1

I try to find addresses in different texts. It works quite well except that it also matches a word followed by a date (foobar 22.01.2012 => address: foobar 22) So I would like to improve the regex in a way that a streetnumber MUST NOT be followed by "(.|:)\d"

This is what I have:

(?<str>\b([a-zA-Z]+-*[a-zA-Z]+(-|\s)*([a-zA-Z]|-)+)\b\.?\s{1})(?<no>\d+(\s?[a-zA-Z])?\b)

A representative text:

Consultation hours
Monday, the 06.02. until Friday, the 10.02.2012 and
Monday, the 13.02. until Tuesday, the 14.02.2012,
each 14.00-15.30 o'clock, second floor,
Am Fasanengarten 12 foobar
Schlossstr. 34

What should be found?
Am Fasanengarten 12
Schlossstr. 34

What is found?
the 06
the 10
the 13
the 14
each 14
Am Fasanengarten 12
foobar // why is this a match? Without number?
Schlossstr. 34

I tried different positive/negative lookbehinds/-aheads but with no luck.

stema
  • 90,351
  • 20
  • 107
  • 135
  • What is supposed to distinguish "Am Fasanengarten 12 Scholossstr. 34" from the rest of the text? It has words composed of alphabetic characters, numbers, and a period, and each word is separated by spaces. That is also true of the text as a whole.
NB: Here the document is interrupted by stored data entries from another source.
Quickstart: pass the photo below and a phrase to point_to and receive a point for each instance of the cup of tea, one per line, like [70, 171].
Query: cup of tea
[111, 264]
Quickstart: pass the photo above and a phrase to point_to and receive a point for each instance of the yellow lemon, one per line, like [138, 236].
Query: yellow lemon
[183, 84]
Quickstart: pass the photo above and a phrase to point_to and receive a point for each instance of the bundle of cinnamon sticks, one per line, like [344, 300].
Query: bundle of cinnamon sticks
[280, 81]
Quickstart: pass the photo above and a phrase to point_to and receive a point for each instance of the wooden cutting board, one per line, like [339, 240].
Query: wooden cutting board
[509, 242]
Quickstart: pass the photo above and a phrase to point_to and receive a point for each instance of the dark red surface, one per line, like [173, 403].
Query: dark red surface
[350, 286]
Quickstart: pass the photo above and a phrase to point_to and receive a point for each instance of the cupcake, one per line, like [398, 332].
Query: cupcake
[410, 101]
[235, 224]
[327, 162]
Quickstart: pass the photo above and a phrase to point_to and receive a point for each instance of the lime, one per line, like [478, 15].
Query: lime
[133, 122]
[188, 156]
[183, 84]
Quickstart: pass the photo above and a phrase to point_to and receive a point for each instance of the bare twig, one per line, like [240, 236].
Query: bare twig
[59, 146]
Is the fact that the words are capitalized supposed to be significant? -- I think you can take a lesson from this: whenever you set out to write a regexp, you need to be very clear on exactly what you want to match and don't want to match. – Alex D Jan 22 '12 at 17:47

1 Answers1

1

Try this here

(?<str>\b(?:[a-zA-Z]+-*[a-zA-Z]+(?:[ \t-])*(?:[a-zA-Z]|-)+)\b\.?\s)(?<no>\d+(?:\s?[a-zA-Z])?\b)(?![.:]\d)

See it here on Regexr

The negative lookahead (?![.:]\d) at the end assures, that there is no "." and no ":" followed by \d ahead.
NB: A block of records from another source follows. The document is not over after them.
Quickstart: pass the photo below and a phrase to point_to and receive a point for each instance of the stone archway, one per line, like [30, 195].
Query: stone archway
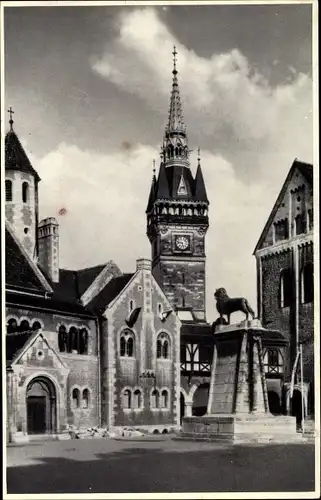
[200, 399]
[296, 406]
[41, 406]
[274, 403]
[182, 406]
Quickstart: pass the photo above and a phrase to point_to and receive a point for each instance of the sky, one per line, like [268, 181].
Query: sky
[90, 88]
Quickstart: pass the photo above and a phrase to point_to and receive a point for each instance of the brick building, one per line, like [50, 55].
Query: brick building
[96, 346]
[284, 255]
[177, 222]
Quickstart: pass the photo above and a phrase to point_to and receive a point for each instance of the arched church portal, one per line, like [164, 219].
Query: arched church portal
[200, 400]
[41, 406]
[182, 406]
foobar // why is this a match? Without number?
Schlossstr. 34

This is a match because you allow \s between the words of the streetname

(?<str>\b([a-zA-Z]+-*[a-zA-Z]+(-|\s)*([a-zA-Z]|-)+)\b\.?\s{1})(?<no>\d+(\s?[a-zA-Z])?\b)
                                 ^^ here

I replaced this in my solution with [ \t-], this allows only space, Tab and hyphen.

\s is "Whitespace" and this contains also the line brake characters, because of this it matches the foobar, if you would have looked at the group, you would have seen, that it matches the address "foobar Schlossstr. 34"

stema
  • 90,351
  • 20
  • 107
  • 135